In re SCH Corp., Civ. No. 12-1577, 2013 WL 3380440, at *3 (D. Del. July 8, 2013) (footnotes and citations omitted).
In this context, we address only the narrow question of whether the District Court properly dismissed the bankruptcy appeal as equitably moot. It had jurisdiction under 28 U.S.C. §§ 158(a) and 1334. We have jurisdiction under 28 U.S.C. §§ 158(d) and 1291. We review the Court’s equitable mootness determination for abuse of discretion. Continental, 91 F.3d at 560 .
Federal courts have a “`virtually unflagging obligation’ . . . to exercise the jurisdiction conferred on them.” Semcrude, 728 F.3d at 320 (quoting Colo. River Water Conservation Dist. v. United States, 424 U.S. 800, 817 (1976) ). To dismiss in the face of this strong presumption should occur only where granting relief is “almost certain to produce a perverse outcome[.]” Id. (internal quotation marks and citation omitted).
As noted, in Continental we listed five factors that an appellate court should consider when equitable mootness is alleged. Semcrude, synthesizing further the analysis in In re Phila. Newspapers, LLC, 690 F.3d 161, 168 (3d Cir. 2012), explained how appellate courts should apply these five factors (which often overlap) in practice:
[I]t is useful to think of equitable mootness as proceeding in two analytical steps:
(1) whether a confirmed plan has been substantially consummated; and (2) if so, whether granting the relief requested in the appeal will (a) fatally scramble the plan and/or (b) significantly harm third parties who have justifiably relied on plan confirmation.
728 F.3d at 321 . However, Semcrude was filed after the District Court dismissed the CFI Claimants’ appeal and thus was not available for consideration.
What gives us pause in reviewing the District Court’s order is the conclusion that dismissal was appropriate even though “the record does not indicate that reversing the amended plan would result in `great difficulty or inequity.'” SCH, 2013 WL 3380440, at *3. To invoke equity when there is no inequity is counterintuitive. Moreover, it is in tension with the guiding principle that matters should generally be decided on their merits when that is possible.
We also question whether the District Court considered the full range of relief the CFI Claimants sought and the specific effect that relief would have on third parties.
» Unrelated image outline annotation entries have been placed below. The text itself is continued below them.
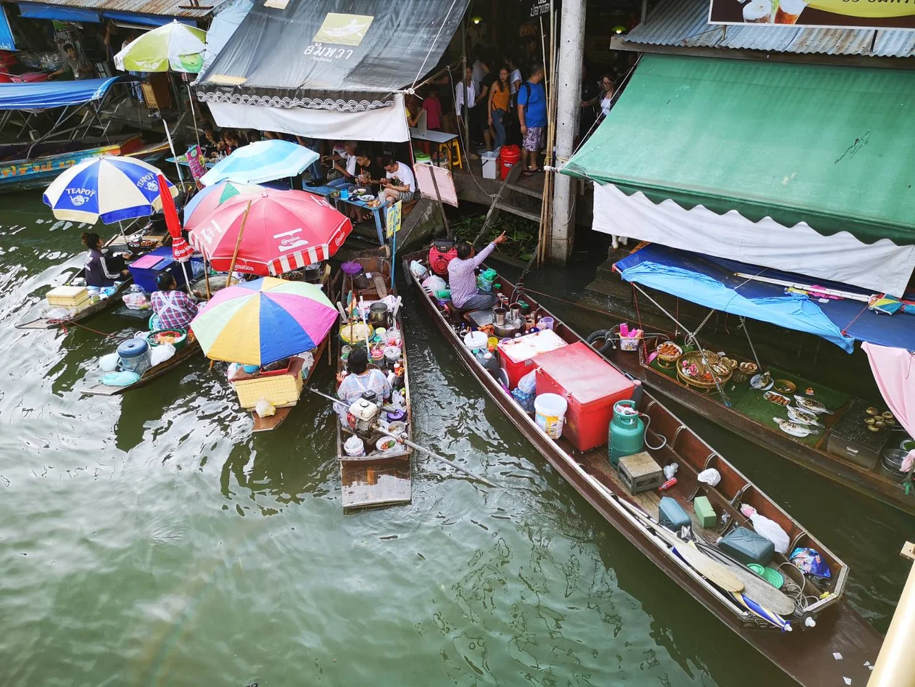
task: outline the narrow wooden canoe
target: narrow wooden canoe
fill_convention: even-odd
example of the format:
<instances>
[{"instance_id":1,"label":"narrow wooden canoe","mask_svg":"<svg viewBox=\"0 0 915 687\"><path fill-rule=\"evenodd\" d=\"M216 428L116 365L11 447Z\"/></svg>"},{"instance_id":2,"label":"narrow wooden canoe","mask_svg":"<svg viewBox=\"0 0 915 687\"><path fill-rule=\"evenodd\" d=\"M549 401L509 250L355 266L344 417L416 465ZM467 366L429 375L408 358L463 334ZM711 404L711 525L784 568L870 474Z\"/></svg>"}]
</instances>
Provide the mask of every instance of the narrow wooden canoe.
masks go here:
<instances>
[{"instance_id":1,"label":"narrow wooden canoe","mask_svg":"<svg viewBox=\"0 0 915 687\"><path fill-rule=\"evenodd\" d=\"M31 157L23 158L29 148ZM31 143L0 146L0 193L48 186L62 171L90 158L141 153L136 157L145 159L145 156L153 152L149 149L143 151L143 140L138 134L34 146ZM161 157L161 153L156 157Z\"/></svg>"},{"instance_id":2,"label":"narrow wooden canoe","mask_svg":"<svg viewBox=\"0 0 915 687\"><path fill-rule=\"evenodd\" d=\"M651 340L643 342L638 354L627 351L607 351L606 348L604 350L607 351L611 362L633 377L640 379L652 390L663 394L735 434L860 494L879 499L907 513L915 514L915 496L906 496L901 483L888 476L880 467L879 462L873 469L868 470L863 465L828 453L824 448L828 438L828 427L816 446L794 441L784 432L776 431L738 410L725 406L714 398L685 387L655 370L646 363L646 346L653 348L654 344ZM834 424L845 409L837 411L834 417L827 417L826 421L830 425ZM902 436L899 434L900 438Z\"/></svg>"},{"instance_id":3,"label":"narrow wooden canoe","mask_svg":"<svg viewBox=\"0 0 915 687\"><path fill-rule=\"evenodd\" d=\"M358 300L363 298L366 302L378 300L388 293L396 295L387 285L391 283L391 263L381 257L356 258L366 274L371 274L368 289L351 289L349 282L340 285L343 298L352 290ZM375 277L381 278L374 278ZM395 326L404 337L404 324L400 312L397 313ZM405 344L405 341L404 341ZM407 438L413 439L413 411L410 408L409 367L406 360L406 346L402 347L404 364L404 395L406 401ZM340 372L345 365L337 356L337 371ZM347 435L349 436L349 435ZM364 508L377 508L385 506L396 506L410 503L412 496L412 464L413 449L401 444L401 448L393 453L384 455L364 455L352 457L343 451L344 432L340 423L337 421L337 460L340 466L340 483L342 487L342 501L344 512L351 512ZM374 450L374 446L366 446L366 452Z\"/></svg>"},{"instance_id":4,"label":"narrow wooden canoe","mask_svg":"<svg viewBox=\"0 0 915 687\"><path fill-rule=\"evenodd\" d=\"M408 278L408 265L412 260L425 265L426 255L417 252L404 257L404 274ZM501 292L511 298L514 294L513 285L501 276L499 281ZM780 632L768 624L762 627L755 616L675 555L668 545L666 537L657 535L654 528L647 525L640 517L633 515L635 510L639 510L656 518L661 497L657 492L630 496L608 461L606 445L579 453L565 438L554 441L544 433L502 385L466 350L437 301L425 294L418 285L416 290L420 301L442 335L454 346L458 358L473 374L490 398L553 467L610 525L644 553L648 560L801 684L842 685L846 684L844 678L851 679L852 684L867 683L869 671L866 663L873 664L877 660L881 638L843 597L848 578L847 566L800 523L670 410L648 393L642 394L639 408L640 412L651 419L647 438L652 445L659 445L661 437L667 440L662 448L649 450L652 458L662 465L675 462L680 466L677 485L665 492L664 496L675 498L687 513L692 514L693 498L704 495L708 497L717 513L727 513L729 516L727 522L719 518L717 527L713 529L705 529L694 519L693 530L697 539L713 543L735 524L752 529L752 525L737 510L739 506L748 504L761 515L778 522L788 533L791 540L789 551L797 546L810 547L819 551L828 562L832 572L831 583L824 589L801 575L783 556L776 554L775 563L778 564L779 571L795 586L802 585L803 594L811 597L802 611L799 608L793 616L786 617L791 620L794 631ZM523 298L530 304L532 311L538 313L538 316L554 318L554 331L566 343L583 341L562 320L540 306L533 298L526 294ZM698 473L709 467L716 468L721 474L721 482L715 487L697 480ZM805 627L803 620L808 616L815 618L815 627ZM843 660L836 660L834 652L840 653Z\"/></svg>"},{"instance_id":5,"label":"narrow wooden canoe","mask_svg":"<svg viewBox=\"0 0 915 687\"><path fill-rule=\"evenodd\" d=\"M125 230L126 230L126 227L125 227ZM150 245L148 247L149 247L150 250L153 250L155 248L158 248L158 247L164 245L166 243L167 243L170 240L171 240L170 235L167 234L165 241L158 241L158 242L156 242L156 244L155 245ZM121 238L121 234L116 234L113 236L112 236L110 239L108 239L108 241L105 242L104 247L106 247L106 248L112 248L112 247L114 247L116 245L123 245L123 243L124 242L123 242L123 240ZM75 274L73 274L65 283L69 284L70 281L72 281L73 279L75 279L77 278L84 277L85 273L86 273L85 268L81 267L79 269L79 271L77 271ZM52 318L47 318L47 317L38 317L38 318L36 318L34 320L27 320L26 322L19 322L18 324L16 325L16 329L26 329L26 330L32 330L32 329L57 329L58 327L64 327L64 326L66 326L68 324L72 324L74 322L84 322L86 320L89 320L92 317L94 317L95 315L99 314L100 312L103 312L104 311L112 310L115 306L117 306L119 303L121 303L121 301L124 300L124 294L126 293L127 289L130 288L130 285L133 284L133 283L134 283L134 278L133 277L126 277L126 278L124 278L124 280L121 282L121 284L118 286L117 289L111 296L109 296L106 299L102 299L101 300L98 300L97 302L94 302L92 305L89 305L89 306L83 308L82 310L79 311L78 312L76 312L76 313L74 313L74 314L72 314L70 317L67 317L65 319L59 320L59 319L52 319Z\"/></svg>"},{"instance_id":6,"label":"narrow wooden canoe","mask_svg":"<svg viewBox=\"0 0 915 687\"><path fill-rule=\"evenodd\" d=\"M174 355L168 358L168 360L163 361L158 365L150 367L133 384L129 384L126 387L108 387L103 384L96 384L89 387L88 388L80 389L80 393L87 394L89 396L120 396L121 394L125 394L128 391L133 391L134 389L145 387L153 380L158 379L163 375L166 375L176 367L183 365L186 360L192 358L199 352L200 344L196 341L193 341L188 344L188 345L180 351L177 351Z\"/></svg>"}]
</instances>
While the Court noted the potential effect of the appeal on the Pennsylvania Claimants and the professionals paid under the amended plan, it seems only to have considered the possibility of rescinding the confirmation plan in its entirety. As noted above, the CFI Claimants sought not only dismissal of the bankruptcy cases but, in the alternative, other relief that included enforcement of the terms of the plan, removal of Singley as responsible officer, and sanctions against NCG. (As NCG was not a party to the appeal, it may not be within the power of the District Court to award a sanction against it.) Should the District Court wish to revive a dismissal for reasons of equity, it should consider all forms of relief sought, as “the feared consequences of a successful appeal are often more appropriately dealt with by fashioning limited relief at the remedial stage than by refusing to hear the merits of an appeal at its outset.” Semcrude, 728 F.3d at 324 (citing Continental, 91 F.3d at 571-72 (Alito, J., dissenting) ). Moreover, a merits decision may be necessary because “[d]ismissing an appeal as equitably moot should be rare, occurring only where there is sufficient justification to override the statutory appellate rights of the party seeking review.” Id. at 326-27.
We thus vacate the District Court’s order and remand for it to reconsider the appeal of the CFI Class Action Claimants.